Такой механизм «акцептора действия» (П.К. Анохин), т.е. динамического контроля действия, является важнейшим составным звеном всякого индивидуально изменчивого поведения животного, но проявляется с отчетливостью в наиболее сложной фазе эволюции поведения - интеллектуальном поведении.

Два существенных явления, зачатки которых можно видеть уже на наиболее ранних ступенях эволюции позвоночных, предшествуют формированию этой наиболее высокой формы поведения животных. Первым из них является возникновение особой формы ориентировочной деятельности, названной советским исследователем Л.В. Крушинским «экстраполяционным рефлексом»; вторым является факт более усложнявшихся форм развития памяти у животных.

В наблюдениях, проведенных Л.В. Крушинским, установлено, что некоторые животные проявляют в своем поведении способность подчиняться не непосредственному восприятию предмета, но прослеживать его движения и ориентироваться на ожидаемое перемещение объекта. Известно, что собака, перебегающая улицу, не бежит прямо под движущуюся автомашину, а делает петлю, учитывая движение машины и даже развиваемую ею скорость. Этот рефлекс, «экстраполирующий» наблюдаемое движение и учитывающий перемещение, Л.В. Крушинский проследил в ряде экспериментов.

В этих экспериментах животное помещалось перед трубой, которая в середине имела разрыв. На глазах у животного к проволоке, проходящей через трубу, прикреплялась приманка, которая двигалась по трубе; она появлялась перед глазами животного в разрыве трубы и двигалась дальше, пока не появлялась в конце трубы. Животное помещалось перед разрывом трубы и наблюдало движение приманки.

Данные наблюдения показали, что животные, стоящие на более низкой ступени эволюции, и, в частности, животные, которым свойственно лишь собирать готовую пищу (например, курица), непосредственно реагировали на место, где появлялась приманка, и не отходили от него. В противовес этому животные, стоящие на более высокой ступени эволюции, и, в частности, животные, ведущие хищный образ жизни, прослеживающие добычу и преследующие ее (ворон, собака), следили за движением приманки и, «экстраполируя» ее движение (очевидно, направляя свое поведение движением глаз), обегали трубу и ожидали приманку в месте ее появления.

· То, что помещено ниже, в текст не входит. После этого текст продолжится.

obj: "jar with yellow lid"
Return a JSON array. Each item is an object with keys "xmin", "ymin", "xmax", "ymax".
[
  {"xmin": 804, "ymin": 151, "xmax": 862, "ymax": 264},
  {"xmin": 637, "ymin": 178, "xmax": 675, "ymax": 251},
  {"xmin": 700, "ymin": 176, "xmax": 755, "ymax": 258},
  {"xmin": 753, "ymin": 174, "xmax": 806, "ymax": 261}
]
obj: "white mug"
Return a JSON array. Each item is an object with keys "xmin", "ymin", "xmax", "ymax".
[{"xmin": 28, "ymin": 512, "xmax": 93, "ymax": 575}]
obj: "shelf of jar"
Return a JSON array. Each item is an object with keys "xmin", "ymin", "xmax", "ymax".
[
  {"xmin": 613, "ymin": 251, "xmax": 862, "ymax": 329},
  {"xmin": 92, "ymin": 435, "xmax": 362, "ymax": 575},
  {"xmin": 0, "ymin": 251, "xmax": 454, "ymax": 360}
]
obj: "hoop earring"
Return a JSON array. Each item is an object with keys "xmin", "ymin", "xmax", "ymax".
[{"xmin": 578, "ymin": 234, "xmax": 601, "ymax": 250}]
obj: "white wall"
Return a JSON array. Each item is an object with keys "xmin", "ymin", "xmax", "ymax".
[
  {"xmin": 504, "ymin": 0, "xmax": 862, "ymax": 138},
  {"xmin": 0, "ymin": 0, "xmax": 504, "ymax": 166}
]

«Экстраполяционный рефлекс», который имеет особую форму - «предвосхищающего» поведения, является одним из важных источников для формирования наиболее высоких «интеллектуальных» видов индивидуально изменчивого поведения высших позвоночных.

Выше было отмечено, что вторым фактом, создающим существенные условия для формирования «интеллектуального» поведения высших позвоночных, является возрастающая сложность процесса восприятия и большая прочность памяти на последовательных ступенях эволюции животных.

Известно, что если низшие позвоночные реагируют лишь на определенные признаки воздействий, идущих, из внешней среды, то высшие позвоночные больше реагируют на целые комплексы знаков или на образы окружающих предметов. Эта реакция животных была детально изучена советским физиологом академиком И.С. Беритовым и составляет важнейшее условие для эволюции сложных форм поведения.

Одновременно с формированием образного восприятия на высших этапах эволюции позвоночных наблюдается возрастающая прочность образной памяти. Этот факт был детально прослежен в экспериментах с так называемыми «отсроченными реакциями» животных.

Эксперименты с отсроченными реакциями проводились многими американскими исследователями, советским психологом Н.Ю. Войтонисом и польским физиологом Ю. Конорским. Суть эксперимента заключалась в следующем. Животное помещалось перед герметически закрытым ящиком, в который на глазах животного клалась приманка.

Животное, привязанное к стойке, задерживалось па привязи в течение известного времени, после чего отпускалось. Если в памяти животного сохранялся след приманки, положенной в ящик, оно сразу же бежало к этому ящику, если этот след исчезал, животное к ящику не подбегало.

В более сложных экспериментах, которые ставили задачей проверить четкость сохранившегося у животного следа, положенная в ящик приманка незаметно подменялась другой. Если след первой приманки у животного сохранялся, то подбегая к ящику и находя другую приманку, - оно ее брало. Это было признаком того, что у животного сохранился избирательный образ той приманки, которую оно видело.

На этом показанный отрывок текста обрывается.